Seriously now, of the hundreds of different recipes you might find of this beetroot soup, the following one is my favourite for its uncommon use of ginger and spices which are not exactly traditional, but bring this dish to a completely new level of taste and deliciousness.
This is a very seasonal soup, and the quantities are not very precise, because the vegetables may vary in size. Trust your instincts and your appetite to tweak the quantities given here.
Oh and as a reminder- it's a cold soup, which means even though it only takes 15 minutes to cook, it needs to be prepared in advance because it needs time to cool down.
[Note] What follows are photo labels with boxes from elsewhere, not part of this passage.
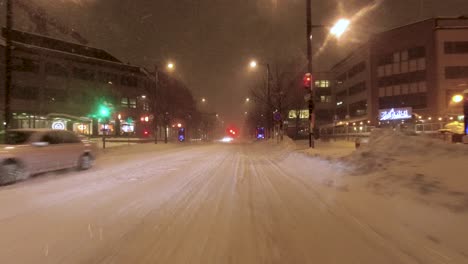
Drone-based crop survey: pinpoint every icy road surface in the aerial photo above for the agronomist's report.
[0,141,468,264]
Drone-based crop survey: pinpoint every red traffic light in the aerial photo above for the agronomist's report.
[302,73,312,89]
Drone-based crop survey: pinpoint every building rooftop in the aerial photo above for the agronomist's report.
[332,16,468,69]
[0,28,122,63]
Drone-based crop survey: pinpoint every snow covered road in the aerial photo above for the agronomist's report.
[0,141,468,264]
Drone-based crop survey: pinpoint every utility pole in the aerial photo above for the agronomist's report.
[153,65,159,144]
[4,0,13,130]
[306,0,315,148]
[267,63,273,138]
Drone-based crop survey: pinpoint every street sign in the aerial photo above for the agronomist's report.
[273,112,282,121]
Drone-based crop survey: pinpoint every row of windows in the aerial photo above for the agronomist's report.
[12,57,138,87]
[11,85,67,102]
[379,93,427,109]
[336,61,366,84]
[315,80,330,88]
[336,90,348,101]
[349,82,366,95]
[444,41,468,54]
[349,100,367,117]
[377,46,426,65]
[348,61,366,79]
[120,97,136,108]
[11,57,39,73]
[378,71,426,87]
[445,66,468,79]
[316,95,332,103]
[11,85,39,100]
[379,82,427,97]
[377,58,426,77]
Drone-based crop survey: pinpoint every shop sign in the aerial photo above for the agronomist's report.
[52,121,65,130]
[78,124,88,131]
[379,107,413,121]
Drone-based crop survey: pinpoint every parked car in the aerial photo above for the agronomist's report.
[0,129,96,184]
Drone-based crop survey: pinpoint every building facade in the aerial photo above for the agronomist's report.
[0,31,153,135]
[332,17,468,129]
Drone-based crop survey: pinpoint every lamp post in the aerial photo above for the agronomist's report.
[463,90,468,137]
[153,62,175,144]
[4,0,13,130]
[246,60,273,138]
[306,0,350,148]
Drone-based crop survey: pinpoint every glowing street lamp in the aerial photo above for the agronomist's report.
[452,94,463,103]
[249,60,258,69]
[167,62,175,71]
[330,18,351,38]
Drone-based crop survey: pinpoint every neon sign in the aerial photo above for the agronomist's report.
[379,107,412,121]
[52,121,65,130]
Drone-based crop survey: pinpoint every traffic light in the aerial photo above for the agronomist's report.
[302,73,312,89]
[178,127,185,142]
[463,90,468,135]
[98,104,111,119]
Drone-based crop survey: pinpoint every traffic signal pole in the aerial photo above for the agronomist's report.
[153,66,159,144]
[4,0,13,130]
[306,0,315,148]
[267,63,273,138]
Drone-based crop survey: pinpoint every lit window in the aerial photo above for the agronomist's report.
[401,50,408,61]
[393,63,400,74]
[418,58,426,71]
[393,52,400,62]
[315,80,330,88]
[385,64,393,76]
[409,60,418,72]
[385,86,393,96]
[377,66,385,77]
[401,61,409,73]
[128,99,136,108]
[419,82,427,93]
[379,87,385,97]
[393,85,401,95]
[410,83,418,94]
[401,84,409,94]
[120,97,128,108]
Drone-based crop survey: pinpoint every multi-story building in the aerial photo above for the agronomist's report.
[287,72,334,138]
[332,44,372,124]
[0,30,153,135]
[332,17,468,129]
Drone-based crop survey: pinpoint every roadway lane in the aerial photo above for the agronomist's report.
[0,144,426,264]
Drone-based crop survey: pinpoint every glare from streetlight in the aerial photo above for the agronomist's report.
[330,18,351,38]
[250,60,257,68]
[452,94,463,103]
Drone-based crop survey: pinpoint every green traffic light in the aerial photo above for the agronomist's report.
[99,106,110,117]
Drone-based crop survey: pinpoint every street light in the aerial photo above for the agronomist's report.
[246,60,272,137]
[167,62,175,71]
[330,18,351,38]
[452,94,463,103]
[250,60,257,68]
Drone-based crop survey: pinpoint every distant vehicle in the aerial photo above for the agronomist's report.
[255,127,265,140]
[0,129,96,184]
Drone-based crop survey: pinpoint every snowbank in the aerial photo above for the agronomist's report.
[345,129,468,173]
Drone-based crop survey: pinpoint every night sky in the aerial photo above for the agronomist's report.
[2,0,468,121]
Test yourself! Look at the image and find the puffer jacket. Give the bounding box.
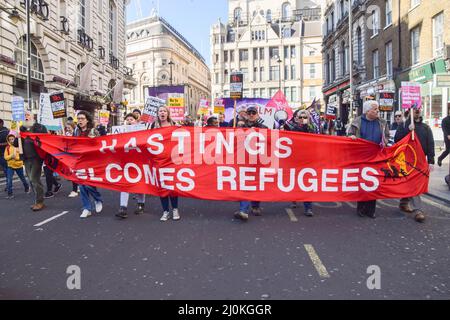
[4,138,23,169]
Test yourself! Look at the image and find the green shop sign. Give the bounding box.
[408,62,434,82]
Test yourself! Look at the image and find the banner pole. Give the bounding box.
[233,99,237,128]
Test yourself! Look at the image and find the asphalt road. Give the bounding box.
[0,183,450,300]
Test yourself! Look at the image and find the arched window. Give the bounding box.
[356,27,362,65]
[14,36,45,81]
[266,9,272,22]
[281,2,292,19]
[234,8,242,22]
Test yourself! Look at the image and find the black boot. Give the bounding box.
[134,203,144,214]
[116,207,128,219]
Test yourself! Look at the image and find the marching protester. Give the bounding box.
[395,109,435,222]
[349,100,389,218]
[219,113,230,128]
[14,111,48,211]
[116,113,145,219]
[205,116,219,128]
[438,115,450,167]
[2,134,30,199]
[0,119,9,191]
[151,106,180,221]
[73,110,103,218]
[64,122,79,198]
[234,106,267,221]
[283,110,316,217]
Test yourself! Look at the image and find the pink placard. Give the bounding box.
[401,82,422,109]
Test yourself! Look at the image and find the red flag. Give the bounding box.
[266,90,294,119]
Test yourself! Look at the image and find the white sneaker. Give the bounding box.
[172,209,180,220]
[95,201,103,213]
[159,211,170,221]
[69,191,78,198]
[80,209,92,218]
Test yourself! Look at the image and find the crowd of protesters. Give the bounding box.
[0,101,450,222]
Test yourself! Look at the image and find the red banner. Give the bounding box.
[22,127,429,202]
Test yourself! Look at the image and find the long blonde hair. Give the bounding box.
[153,106,175,128]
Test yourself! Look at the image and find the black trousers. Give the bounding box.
[44,166,58,192]
[356,200,377,215]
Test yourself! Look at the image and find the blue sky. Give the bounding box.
[127,0,228,65]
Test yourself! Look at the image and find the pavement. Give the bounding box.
[0,178,450,301]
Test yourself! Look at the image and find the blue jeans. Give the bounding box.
[80,186,103,212]
[159,197,178,212]
[303,202,312,211]
[6,167,30,195]
[0,156,8,181]
[239,201,261,213]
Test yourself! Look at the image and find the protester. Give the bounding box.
[64,122,79,198]
[151,106,180,221]
[438,115,450,167]
[74,110,103,218]
[2,134,30,199]
[0,119,9,191]
[132,109,142,123]
[349,100,389,218]
[395,109,435,222]
[219,113,229,128]
[283,110,316,217]
[116,113,145,219]
[14,111,48,211]
[391,111,405,131]
[205,116,219,128]
[234,106,267,221]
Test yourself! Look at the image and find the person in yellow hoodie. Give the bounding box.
[4,134,30,199]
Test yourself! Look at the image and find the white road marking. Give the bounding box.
[305,244,330,278]
[34,211,69,227]
[286,208,298,222]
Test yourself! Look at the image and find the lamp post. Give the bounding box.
[169,60,174,86]
[277,56,282,90]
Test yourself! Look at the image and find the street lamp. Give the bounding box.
[277,56,282,90]
[169,60,175,85]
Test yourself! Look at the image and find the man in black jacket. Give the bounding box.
[14,112,47,211]
[438,115,450,167]
[394,109,434,222]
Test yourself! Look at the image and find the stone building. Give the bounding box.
[127,12,211,116]
[211,0,323,108]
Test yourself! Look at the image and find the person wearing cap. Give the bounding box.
[234,106,267,221]
[3,134,30,199]
[391,111,405,131]
[0,119,9,191]
[14,111,48,211]
[349,100,389,219]
[394,109,435,222]
[205,116,219,128]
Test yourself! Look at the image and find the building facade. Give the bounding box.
[0,0,133,126]
[211,0,323,108]
[127,12,211,116]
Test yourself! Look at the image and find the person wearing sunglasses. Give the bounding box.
[283,110,316,217]
[234,106,267,221]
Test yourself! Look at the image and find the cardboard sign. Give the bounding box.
[98,110,110,127]
[38,93,62,131]
[140,97,166,123]
[230,72,244,100]
[11,97,25,121]
[49,92,67,119]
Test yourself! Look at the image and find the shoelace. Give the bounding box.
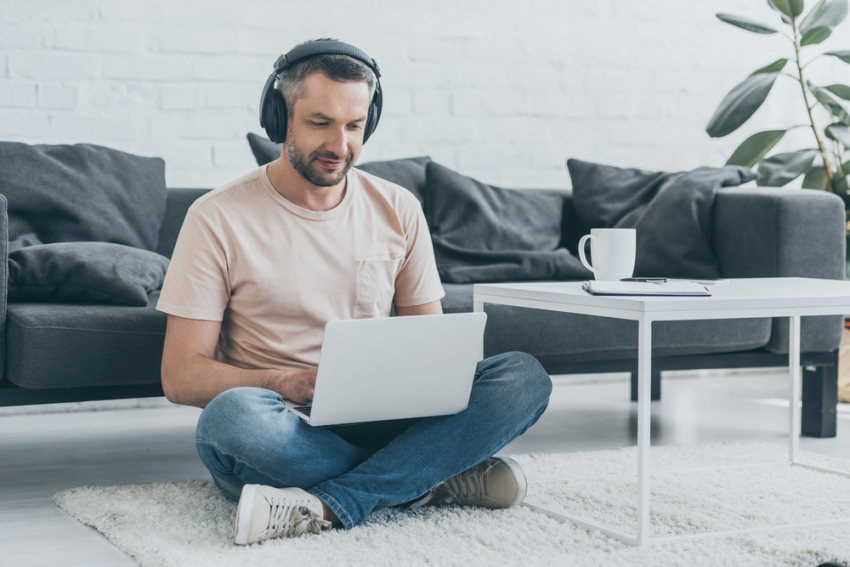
[262,496,331,537]
[444,465,495,504]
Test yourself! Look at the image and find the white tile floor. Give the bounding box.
[0,369,850,567]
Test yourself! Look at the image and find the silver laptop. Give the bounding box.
[285,312,487,425]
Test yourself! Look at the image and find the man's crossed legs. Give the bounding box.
[196,352,552,543]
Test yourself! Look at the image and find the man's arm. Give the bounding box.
[395,299,443,317]
[161,315,316,408]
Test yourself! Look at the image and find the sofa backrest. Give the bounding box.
[156,189,212,258]
[156,188,589,258]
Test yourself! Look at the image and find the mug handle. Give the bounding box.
[578,234,596,275]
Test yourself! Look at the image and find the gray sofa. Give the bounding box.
[0,156,845,437]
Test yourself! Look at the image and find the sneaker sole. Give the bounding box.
[496,457,528,508]
[233,484,259,545]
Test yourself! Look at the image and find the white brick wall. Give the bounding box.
[0,0,850,187]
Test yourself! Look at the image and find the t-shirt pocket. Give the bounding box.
[354,254,404,319]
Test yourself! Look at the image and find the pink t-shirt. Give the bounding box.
[156,166,445,369]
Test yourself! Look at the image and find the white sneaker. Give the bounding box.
[233,484,331,545]
[412,457,528,508]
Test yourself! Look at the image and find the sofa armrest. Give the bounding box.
[0,195,9,381]
[712,187,846,353]
[156,189,210,258]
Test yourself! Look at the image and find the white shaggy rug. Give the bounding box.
[54,442,850,567]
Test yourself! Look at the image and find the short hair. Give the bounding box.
[275,37,377,122]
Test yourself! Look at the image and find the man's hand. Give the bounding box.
[269,368,319,404]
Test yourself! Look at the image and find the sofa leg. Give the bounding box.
[801,351,838,438]
[632,370,660,402]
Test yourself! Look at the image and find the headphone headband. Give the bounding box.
[274,41,381,78]
[255,40,384,144]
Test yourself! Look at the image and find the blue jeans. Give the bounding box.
[196,352,552,528]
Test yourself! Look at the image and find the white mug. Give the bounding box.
[578,228,637,281]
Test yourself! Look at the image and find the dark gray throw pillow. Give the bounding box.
[0,142,166,250]
[8,242,169,307]
[425,162,589,283]
[567,159,758,279]
[356,156,431,209]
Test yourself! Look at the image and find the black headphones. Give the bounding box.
[255,41,384,144]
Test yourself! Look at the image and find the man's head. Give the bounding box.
[275,39,376,187]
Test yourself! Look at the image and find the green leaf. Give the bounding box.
[812,88,850,125]
[800,0,847,34]
[824,85,850,100]
[726,130,786,167]
[803,165,829,191]
[824,50,850,63]
[717,14,777,34]
[705,73,779,138]
[800,26,832,47]
[750,59,788,76]
[768,0,803,18]
[756,150,817,187]
[823,124,850,148]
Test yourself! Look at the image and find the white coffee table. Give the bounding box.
[473,278,850,546]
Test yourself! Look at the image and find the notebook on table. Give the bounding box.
[581,280,711,295]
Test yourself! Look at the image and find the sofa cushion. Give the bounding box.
[0,142,166,250]
[356,156,431,209]
[8,239,168,306]
[6,291,168,388]
[567,159,757,279]
[425,162,590,283]
[442,284,771,362]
Without further ado - on to the recipe!
3 young beetroots with leaves
1 bunch of young carrots with leaves
6 new potatoes
1/2 a lemon (for the juice)
a handful of fresh spinach
a handful of fresh sorrel
any of the following fresh herbs in any combination:
basil, thyme, rosemary, parsley, dill
fresh ginger (optional)
cumin seeds (optional)
coriander seeds (optional)
salt
pepper
To serve:
1 boiled egg per serving (optional)
sour cream (optional)
1. Cut the greens off the vegetables and put them aside. Dice all the vegetables.
2. Your soup will taste better if you cook it with mineral water, or any kind of bottled water.
Half-fill a large pot with cold water, and throw in the potatoes, carrots and beetroot.
3. While you're bringing the veggies to a boil, wash and roughly chop all the greens, the spinach and the sorrel. Finely dice the ginger root.
4. When the soup is boiling, turn the fire down, throw in all that stuff you've been chopping and dicing in 3.
5. Add salt, pepper, cumin and coriander seeds and lemon juice.
6. Let it simmer for a couple of minutes, but turn the stove off before the greens lose their colour.
7. Let the soup cool down before serving. Serve with a boiled egg cut in halves and a spoonful of sour cream. Feel your entire body cool down as you eat this heavenly refreshing dish. Sigh with delight. Ask for seconds.